The news has recently called our attention to special events at cathedrals, a session of ‘crazy golf’ in Rochester, and a Helter Skelter in Norwich. These extraordinary installations have been planned to get people into cathedrals, on the premise that someone who has never set foot in a cathedral before (or never in that particular cathedral) would be more likely to come in for a second time (say, for Sunday Mass) if they had been once to get in a quick eighteen holes of crazy golf.
Now, Margaret and I are far from antithetical to crazy golf. Viz. —
(We played this course in Ayr, where Margaret triumphed gloriously over her determined spouse.) We love the absurd activity and the mild competition. We also love cathedrals. (Not so keen on helter skelters, but….)
But all this provokes a fair question about whether the characteristics of this sort of summer recreation reasonably converge with the point of cathedrals. There’s an inaccurate but often overcooked claim that cathedral naves were normally used as large open indoor spaces for all sorts of secular purposes, so that having a golf course in your nave is just harking back to ancient practice, from before a time when people got overly fastidious about the sanctity of church spaces. Add to that the apparent urgency of getting people into cathedrals (for any purpose whatever), and the case seems to be strong indeed.
I’m not convinced that they do so converge, and I haven’t seen any evidence that people who like funfair rides then take up church attendance, or even cultivate a more favourable attitude toward the church. Someone who’s been deeply disturbed by sexual abuse scandals, for instance, may not be mollified by crazy golf. There are lots of plausible reasons for not going to church, and I haven’t quite seen round the way that casual recreation might counteract any of them. Let’s allow, though, that by disarming the suspicion that church people are too stuffy and no fun does some good for the church’s standing in the community.
We may also allow, though, that some of the purposes of the cathedral aren’t immediately compatible with secular frivolities.
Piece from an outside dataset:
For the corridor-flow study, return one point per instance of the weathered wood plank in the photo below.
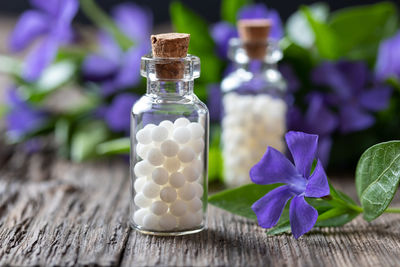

You may have noticed that there’s a lot of palaver these days about ‘sacred space’, about ‘thin places’ where everyday concerns melt away and the presence of deeper presences allegedly take on greater prominence; it would seem odd to suggest that crazy golf makes a cathedral seem more ‘sacred’ or ‘thin’. The function of a cathedral isn’t entertainment, either; even on a charitably expansive account (say, ‘helping people shed their worries and experience the relief and joy that come from reconciliation with God’), playing crazy golf or riding down a helter skelter doesn’t seem predictably to correlate with ‘experiencing something akin to holy joy’. Sometimes I find crazy golf very frustrating indeed, and I’m uncomfortable with the prospect of riding a helter skelter (though I can’t say I’ve tried, within a cathedral or without).
John Henry Newman, as an Anglican travelling around Europe, observed of the superstitions and political scheming and (especially) the questionable means deployed to draw people into the Roman Catholic Church, ‘Who can but feel shame when the religion of Ximenes, Borromeo, and Pascal is so overlaid?’ Is it fair to ask, ‘Who can fail to feel shame when the religion of Hooker, Donne, and Pusey is so overlaid?’ (Or fill in with the names of your favourite profound Anglicans.)
On one hand, obviously, one may justly so ask. Try to imagine Cranmer or Andrewes or Wilberforce preaching from a roller-coaster, or in the midst of an Aunt Sally contest. (Indeed, ‘sanctity’ was the characteristic Newman held up as the English Church’s bulwark against Romanism.) General solemnity and sanctity ordinarily attend — if they do not necessarily define — Christian worship.
On the other hand: Newman eventually crossed over to join the Roman Catholic Church, however much he may have deplored the mummery and politics he perceived in it. And the cathedrals of England have been restored to normal functioning by now, so [probably] no [lasting] harm done.
Still, it would be heartening to see more completely into reasoning that supports the connection between extravaganzas and the gospel so forcefully proclaimed by the saints, at the cost of their lives. ‘When Christ calls a man, he bids him come and… putt’? Bonhoeffer didn’t think so.